We often forget that small business-owners like ourselves are change-makers and visionaries too. We have the ability to shift culture, amend the way the world does business, and create meaningful change. Stories are the medicine our souls need right now, and when you bring a touch of enchantment to your work, your community will respond resoundingly.

“…one of the problems we have is we've fallen out of story. And I mean the stories that carry people, the stories that connect people. We don't have enough shared mythic imagination to hold us together. You could even say it is the lack of meaningful in-depth shared imagination that causes the polarization in the culture… So, somehow we have to find stories or versions of stories that bring us closer back together.” – Michael Mead, For the Wild Podcast

How You Can Get Started:

If you’re unsure as to how to get started with weaving storytelling into your business, here are a few ideas of what to do, and how it will help:

  • Start by reading more fiction. Maybe make an intention to read at least one fiction book this month (if you’re new to fiction). Make sure you pick a book in a genre that is of interest to you, otherwise it will be harder to stay the course. You can also find a storytelling podcast that interests you. Reading non-fiction is great, but it doesn’t do much to develop our deeper sense of community.

  • Infuse new words into your vocabulary. We’ve gotten pretty stagnant and redundant as a society, using the same descriptive language over and over again (everything is “exciting” and “amazing”). There is a plethora of words at your disposal – try describing things differently and use the wide breadth of the English language in even the smallest communications. Play around with the wellspring of words that exists (a quick thesaurus search for an overused word is a great place to start).

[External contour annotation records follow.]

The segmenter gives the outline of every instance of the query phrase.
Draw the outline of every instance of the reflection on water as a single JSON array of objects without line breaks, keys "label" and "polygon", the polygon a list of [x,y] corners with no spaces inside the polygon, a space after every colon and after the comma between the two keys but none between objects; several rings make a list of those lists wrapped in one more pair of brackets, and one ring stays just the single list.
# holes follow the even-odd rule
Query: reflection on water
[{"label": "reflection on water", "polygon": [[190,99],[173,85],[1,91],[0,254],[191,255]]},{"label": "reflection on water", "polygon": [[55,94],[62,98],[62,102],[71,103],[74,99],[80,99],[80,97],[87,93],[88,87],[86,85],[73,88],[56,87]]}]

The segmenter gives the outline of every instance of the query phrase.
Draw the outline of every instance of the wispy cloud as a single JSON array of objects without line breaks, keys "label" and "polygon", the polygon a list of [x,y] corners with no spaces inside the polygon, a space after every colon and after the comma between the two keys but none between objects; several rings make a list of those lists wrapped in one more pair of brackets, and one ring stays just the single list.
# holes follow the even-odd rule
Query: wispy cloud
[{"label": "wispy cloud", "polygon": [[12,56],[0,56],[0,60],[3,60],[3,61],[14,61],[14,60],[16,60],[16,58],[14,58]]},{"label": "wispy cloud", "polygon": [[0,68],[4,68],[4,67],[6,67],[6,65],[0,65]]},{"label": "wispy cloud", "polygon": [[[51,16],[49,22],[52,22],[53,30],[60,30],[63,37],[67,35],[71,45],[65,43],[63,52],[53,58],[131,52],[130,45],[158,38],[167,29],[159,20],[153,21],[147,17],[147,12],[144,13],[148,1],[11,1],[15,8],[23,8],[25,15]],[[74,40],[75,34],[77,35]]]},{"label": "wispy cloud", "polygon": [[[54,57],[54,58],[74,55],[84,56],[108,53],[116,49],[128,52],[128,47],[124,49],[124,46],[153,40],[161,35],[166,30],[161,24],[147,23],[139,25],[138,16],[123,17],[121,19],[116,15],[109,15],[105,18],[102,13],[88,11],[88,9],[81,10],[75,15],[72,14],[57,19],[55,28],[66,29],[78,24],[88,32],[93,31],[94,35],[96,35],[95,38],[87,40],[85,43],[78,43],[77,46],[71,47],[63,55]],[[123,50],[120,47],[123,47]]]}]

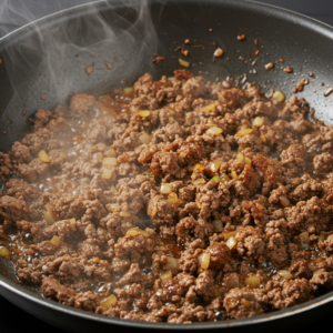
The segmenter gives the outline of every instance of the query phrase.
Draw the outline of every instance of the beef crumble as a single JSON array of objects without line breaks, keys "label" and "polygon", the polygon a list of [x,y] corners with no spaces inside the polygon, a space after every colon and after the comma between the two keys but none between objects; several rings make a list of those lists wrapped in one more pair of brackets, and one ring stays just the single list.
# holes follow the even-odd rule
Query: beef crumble
[{"label": "beef crumble", "polygon": [[0,255],[44,297],[145,322],[332,290],[333,127],[281,94],[178,70],[38,110],[0,153]]}]

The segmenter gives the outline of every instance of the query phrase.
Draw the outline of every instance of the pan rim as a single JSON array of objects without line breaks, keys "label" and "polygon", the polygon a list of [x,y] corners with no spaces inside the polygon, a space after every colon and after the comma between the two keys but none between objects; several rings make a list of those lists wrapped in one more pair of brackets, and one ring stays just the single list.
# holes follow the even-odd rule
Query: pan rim
[{"label": "pan rim", "polygon": [[[193,3],[200,2],[200,0],[178,0],[182,3]],[[152,3],[158,2],[157,0],[151,0]],[[29,29],[34,29],[34,27],[39,27],[41,24],[49,26],[54,24],[57,21],[61,21],[62,19],[68,19],[71,16],[75,14],[83,14],[88,13],[93,10],[103,9],[113,6],[113,7],[121,7],[124,3],[121,0],[99,0],[94,2],[89,2],[84,4],[79,4],[69,9],[64,9],[58,11],[56,13],[48,14],[43,18],[40,18],[33,22],[24,24],[4,37],[0,38],[0,47],[6,47],[6,44],[13,42],[17,38],[22,37],[24,33],[29,32]],[[305,14],[294,12],[289,9],[282,9],[276,6],[260,3],[252,0],[206,0],[205,4],[220,4],[220,6],[232,6],[232,7],[241,7],[243,6],[245,9],[250,10],[259,10],[261,13],[265,13],[265,11],[270,11],[270,14],[273,17],[282,18],[281,16],[284,14],[283,19],[286,21],[293,20],[293,23],[301,23],[302,26],[306,26],[307,29],[316,30],[319,33],[325,34],[333,40],[333,28],[324,22],[321,22],[316,19],[310,18]],[[287,14],[287,16],[285,16]],[[65,18],[63,18],[65,16]],[[221,322],[205,322],[205,323],[192,323],[192,324],[170,324],[170,323],[147,323],[141,321],[130,321],[130,320],[122,320],[122,319],[114,319],[108,317],[103,315],[99,315],[95,313],[89,313],[82,310],[73,309],[67,305],[59,304],[54,301],[44,299],[43,296],[33,293],[32,291],[26,290],[20,284],[16,284],[8,278],[0,274],[0,286],[20,295],[31,302],[38,303],[40,305],[47,306],[51,310],[56,310],[59,312],[67,313],[69,315],[74,315],[77,317],[82,317],[85,320],[94,321],[94,322],[103,322],[105,324],[117,324],[123,325],[128,327],[135,327],[135,329],[159,329],[159,330],[202,330],[202,329],[232,329],[239,327],[244,325],[254,325],[254,324],[263,324],[266,322],[273,322],[276,320],[282,320],[284,317],[289,317],[292,315],[296,315],[297,313],[310,311],[314,307],[324,305],[329,302],[333,301],[333,291],[329,292],[320,297],[314,300],[307,301],[300,305],[295,305],[291,309],[274,311],[272,313],[262,314],[259,316],[250,317],[250,319],[240,319],[240,320],[232,320],[232,321],[221,321]]]}]

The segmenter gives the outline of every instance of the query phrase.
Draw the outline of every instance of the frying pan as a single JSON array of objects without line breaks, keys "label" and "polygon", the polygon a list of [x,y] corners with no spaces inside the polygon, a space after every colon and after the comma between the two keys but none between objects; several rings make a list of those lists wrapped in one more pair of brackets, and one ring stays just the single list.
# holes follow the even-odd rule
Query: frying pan
[{"label": "frying pan", "polygon": [[[192,46],[186,47],[191,70],[211,81],[232,77],[236,78],[238,85],[253,82],[265,92],[272,88],[282,90],[289,98],[296,82],[310,79],[299,97],[306,98],[316,118],[332,123],[333,94],[324,97],[327,87],[333,84],[331,27],[252,1],[152,0],[148,8],[151,17],[147,14],[148,9],[138,3],[100,1],[75,7],[38,20],[0,40],[0,59],[3,60],[0,65],[1,151],[9,151],[13,141],[29,132],[28,119],[37,109],[51,109],[60,100],[65,101],[68,92],[110,92],[132,84],[144,72],[152,73],[155,79],[162,74],[172,75],[173,70],[180,68],[180,53],[174,49],[185,39],[192,41]],[[238,34],[245,34],[245,40],[238,41]],[[255,39],[259,40],[259,56],[255,56]],[[216,44],[224,50],[224,56],[213,59]],[[163,56],[164,61],[154,64],[153,53]],[[104,61],[111,62],[113,69],[108,70]],[[269,62],[275,65],[266,71],[264,64]],[[94,71],[88,75],[84,69],[92,63]],[[292,74],[282,70],[286,65],[294,69]],[[309,72],[314,77],[309,77]],[[26,115],[22,115],[23,110]],[[110,326],[240,331],[248,325],[258,332],[287,331],[324,316],[332,309],[333,300],[333,292],[330,292],[287,310],[226,322],[143,323],[104,317],[46,300],[32,286],[20,285],[8,261],[0,261],[2,296],[50,324],[80,333]]]}]

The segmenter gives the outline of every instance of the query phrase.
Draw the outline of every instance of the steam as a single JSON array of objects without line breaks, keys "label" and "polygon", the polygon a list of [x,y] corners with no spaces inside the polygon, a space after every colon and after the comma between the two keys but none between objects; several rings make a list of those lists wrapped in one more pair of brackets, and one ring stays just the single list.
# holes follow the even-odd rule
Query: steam
[{"label": "steam", "polygon": [[[129,84],[129,80],[142,74],[144,64],[144,69],[148,62],[153,67],[158,38],[148,0],[97,1],[83,10],[64,11],[56,22],[47,18],[31,23],[42,13],[51,12],[54,4],[51,8],[50,2],[30,0],[31,8],[27,0],[0,2],[0,22],[7,27],[1,28],[1,34],[29,23],[26,36],[11,32],[2,56],[12,88],[2,120],[20,114],[14,111],[18,108],[26,109],[28,115],[37,108],[51,108],[65,100],[69,92],[102,92],[119,87],[122,79],[128,80],[123,84]],[[65,4],[65,0],[52,2],[58,10]],[[85,69],[92,64],[93,72],[88,75]]]}]

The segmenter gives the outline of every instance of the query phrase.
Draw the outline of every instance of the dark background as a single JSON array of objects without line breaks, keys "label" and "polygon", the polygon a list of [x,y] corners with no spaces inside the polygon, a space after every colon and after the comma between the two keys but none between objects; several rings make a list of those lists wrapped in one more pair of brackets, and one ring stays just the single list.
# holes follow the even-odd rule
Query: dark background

  • Write! Start by creatively writing more – maybe one sentence or paragraph a day describing something in an imaginative way – the bird you saw at the window, the way the trees swayed in the wind, the colours in the painting in your dining room. This will help you reinvigorate your monthly newsletters that you dread writing.

  • Bring out your inner child – children are natural born storytellers. They constantly live in their own land of make-belief, having the ability to seamlessly blend reality with wild inventions. Let your mind run free and find a story that brings you enjoyment and pleasure. Let yourself speculate, dream, and imagine beyond what seems possible. If you have children in your life, spend intentional time with them – dress up in outlandish costumes, put on a finger puppet play with a bizarre storyline, go into the backyard and let yourselves get carried away by the landscape – is the grass hot lava that you can’t touch? Stretch your mind!